De gevechten bij het Capelse Veer en de vijftien weken patrouilledienst over een bijna 50 km. lang front dat zich uitstrekte van Raamsdonksveer tot Lithoijen aan de Maas, kostten onze divisie zware verliezen. Voor zover mij bekend waren er 180 doden, 441 gewonden en 30 vermisten.

In die winter raakte ik bevriend met de familie H. Kerst van Nieuwevaart 16a, doordat enkele officieren van ons brigadehoofdkwartier bij hen ingekwartierd waren. We gingen er 's avonds vaak koffie drinken en zingen bij de piano. In deze kring kreeg ik de bijnaam ‘Bolek’. Dat kwam doordat mijn vriend K. Potiszil ‘Lolek’ genoemd werd. Hij heette Karol, waarvan de koosnaam Karolek gevormd wordt, en dat werd afgekort tot Lolek. Mijn Slavische voornaam Czeslaw was onbekend en er hoorde geen verkleinwoord bij. Dus werd het Bolek, dat zo mooi rijmde op Lolek.

Na een winter in een vriendelijk en gastvrij land te midden van hartelijke mensen begon op 8 april 1945 onze laatste campagne, die op Duitse Mtynozbodem eindigde. Er waren hevige gevechten bij het Kostenkanaal in Duitsland, waar ik licht gewond raakte. Daarna ging het (door het dal) naar de rivier de Leda en verder via de steden Leer en Hesel in de richting van Wilhelmshaven. Op 4 mei bevond ik mij met een voorpost van onze 4e Compagnie en enige tanks van het 2e Regiment even ten noorden van het dorpje Astederfeld, dat onze basis moest worden voor de komende aanval op het bos van Neuenburg en de stad zelf, de buitenste verdedigingsgordel van Wilhelmshaven. 's Avonds ontvingen we het bericht dat er m.i.v. de volgende morgen een staakt-het-vuren verwacht werd.
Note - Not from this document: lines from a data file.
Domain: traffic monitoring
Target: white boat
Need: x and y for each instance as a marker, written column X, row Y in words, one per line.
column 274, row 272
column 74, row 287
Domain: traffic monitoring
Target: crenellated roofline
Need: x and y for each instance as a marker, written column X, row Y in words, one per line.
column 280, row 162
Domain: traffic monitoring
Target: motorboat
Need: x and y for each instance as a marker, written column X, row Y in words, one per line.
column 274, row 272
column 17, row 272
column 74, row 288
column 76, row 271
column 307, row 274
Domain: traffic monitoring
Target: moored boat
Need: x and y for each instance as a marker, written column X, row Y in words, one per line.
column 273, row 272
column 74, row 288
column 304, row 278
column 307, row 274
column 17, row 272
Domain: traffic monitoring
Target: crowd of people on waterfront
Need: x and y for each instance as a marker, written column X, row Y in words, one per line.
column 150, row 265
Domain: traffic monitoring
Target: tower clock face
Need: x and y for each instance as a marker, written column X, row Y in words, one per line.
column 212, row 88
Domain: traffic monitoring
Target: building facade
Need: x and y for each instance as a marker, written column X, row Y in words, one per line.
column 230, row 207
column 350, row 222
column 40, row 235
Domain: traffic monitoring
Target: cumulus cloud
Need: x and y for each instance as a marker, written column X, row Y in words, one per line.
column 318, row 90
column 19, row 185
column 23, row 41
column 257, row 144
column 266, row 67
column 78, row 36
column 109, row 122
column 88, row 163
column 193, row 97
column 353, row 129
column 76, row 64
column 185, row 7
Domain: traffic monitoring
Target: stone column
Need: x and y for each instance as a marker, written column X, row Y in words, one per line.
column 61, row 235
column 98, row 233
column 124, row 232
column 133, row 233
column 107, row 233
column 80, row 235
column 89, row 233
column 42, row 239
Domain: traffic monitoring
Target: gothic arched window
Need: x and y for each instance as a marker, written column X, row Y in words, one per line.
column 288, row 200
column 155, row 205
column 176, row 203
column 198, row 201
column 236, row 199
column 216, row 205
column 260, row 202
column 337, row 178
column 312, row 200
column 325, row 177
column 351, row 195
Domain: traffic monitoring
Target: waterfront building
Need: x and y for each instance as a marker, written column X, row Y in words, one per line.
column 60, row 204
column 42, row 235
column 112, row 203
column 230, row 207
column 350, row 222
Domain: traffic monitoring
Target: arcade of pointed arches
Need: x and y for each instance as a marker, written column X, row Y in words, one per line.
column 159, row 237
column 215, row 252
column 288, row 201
We waren allemaal dolgelukkig, hoewel we ons nog ver van ons vaderland bevonden. Helaas zouden we niet allemaal de zon weer op zien komen. Diezelfde nacht vonden door Duitse artillerievuur nog een paar soldaten van ‘The Flanders’ de dood op vreemde bodem in de strijd voor een vrij Polen. 's Morgens precies om 8 uur lieten we een herinneringsfoto van ons nemen staande naast een antitankkanon, hetzelfde dat een paar weken eerder bij de familie Kerst in de tuin gestaan had. Zo eindigde voor mij de Tweede Wereldoorlog.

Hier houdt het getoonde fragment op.